But if some are as bad as you say they are, then they’ll get rejected all the same
Oh I don't disagree with you on that.
However, because the barrier to entry is gone, and even financially there's no barrier to getting your work out there, even rejection isn't enough to curtail the slop.
First "self-published" novel got 1 review that literally called it "an atrocity worthy of the Nuremburg trials"? Who cares. Publish that sequel...and the sequel after that. There's literally no incentive to get better and no dis-incentive to prevent it no matter how crap the work might be.
The only real incentive anymore to stop publishing your glorious 12-volumes-and-counting epic story about a space wizard that has never actually sold a single copy is literally self-shame, which, in art circles, is not a common commodity.
So regardless of whether or not they are being read, or purchased, they're still just taking up more and more space. Adding more and more static to the crap that the future is going to have to sift through.
To me, anyway, it has less to do with gate-keeping and more to do with curation.
I admire your optimism about cream rising to the top. But I just can't share it.
The average person isn't going to spend an hour digging through a literal trash-heap on Amazon in order to find something worth their time.
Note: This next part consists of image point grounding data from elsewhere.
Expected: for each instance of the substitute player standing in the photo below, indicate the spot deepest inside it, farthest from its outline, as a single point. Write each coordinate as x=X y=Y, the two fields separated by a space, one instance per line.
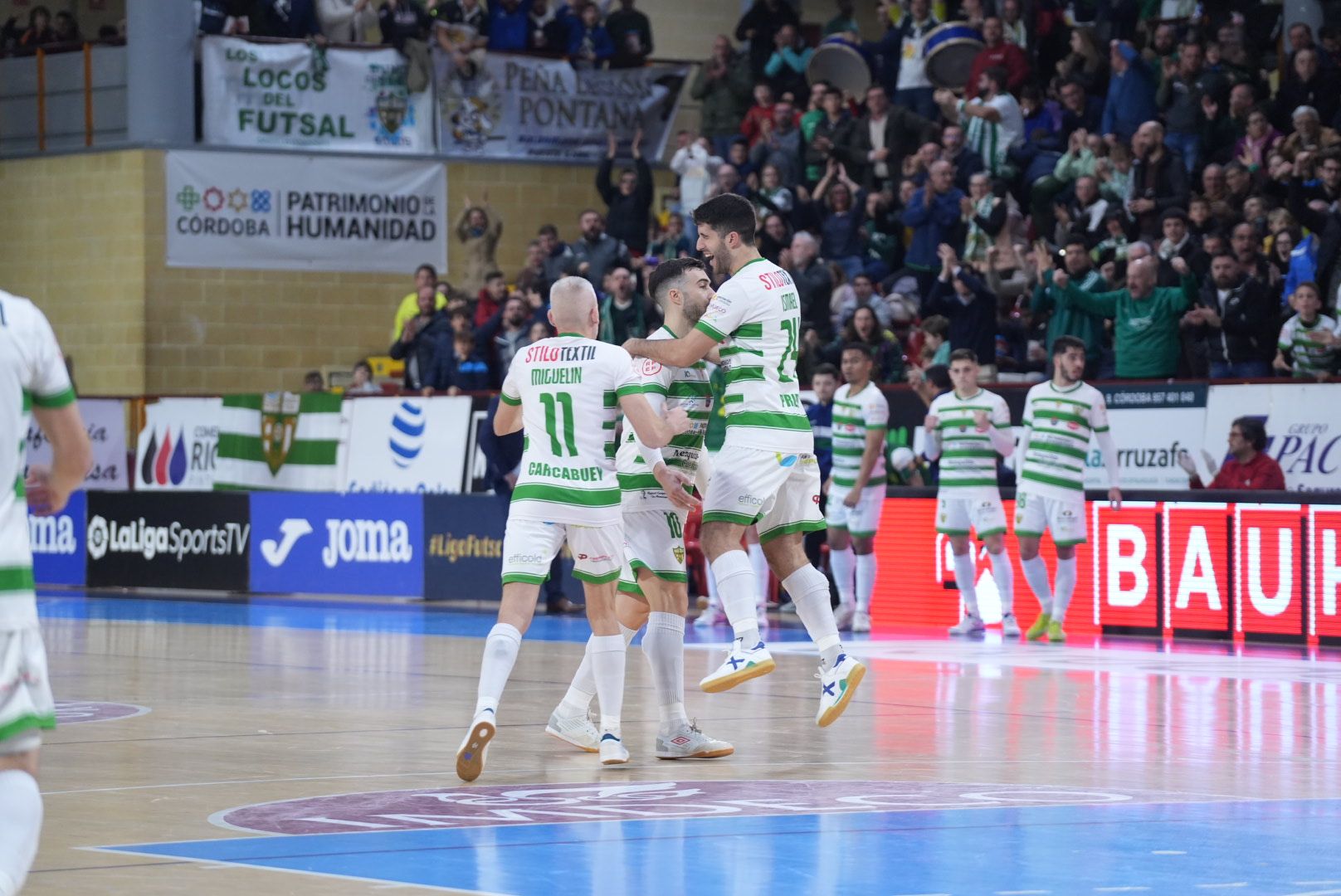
x=967 y=428
x=766 y=471
x=653 y=589
x=1060 y=416
x=35 y=380
x=857 y=491
x=565 y=392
They'll give up after five minutes of reading terrible review after terrible review and then go find something else to do with their time.
And thus the collective intelligence of humanity drops; not because they're actually reading all of this white noise of self-published crap. But because they're not reading at all because of the effort it takes to weed through it at the book store (digital or otherwise).
The best example I can give is how "Oprah's Book Club" (am I giving away how damn old I am yet?) got people reading. They read because they didn't have to go and find this stuff themselves. Someone curated it for them, told them "Hey...this is good".
If the average reader didn't have Oprah and had to dig through five thousand Amazon self-published "suggestions" before stumbling onto Toni Morrison or Push by Sapphire, they're quickly go doom scroll Facebook instead.
Like I said, I admire your optimism and a part of me wishes I could share it. But the idea that the lack of any accountability for self-"published" drivel completely muddies any real "discover-ability" of the actual good stuff is a hill that my elitist ass will happily die on.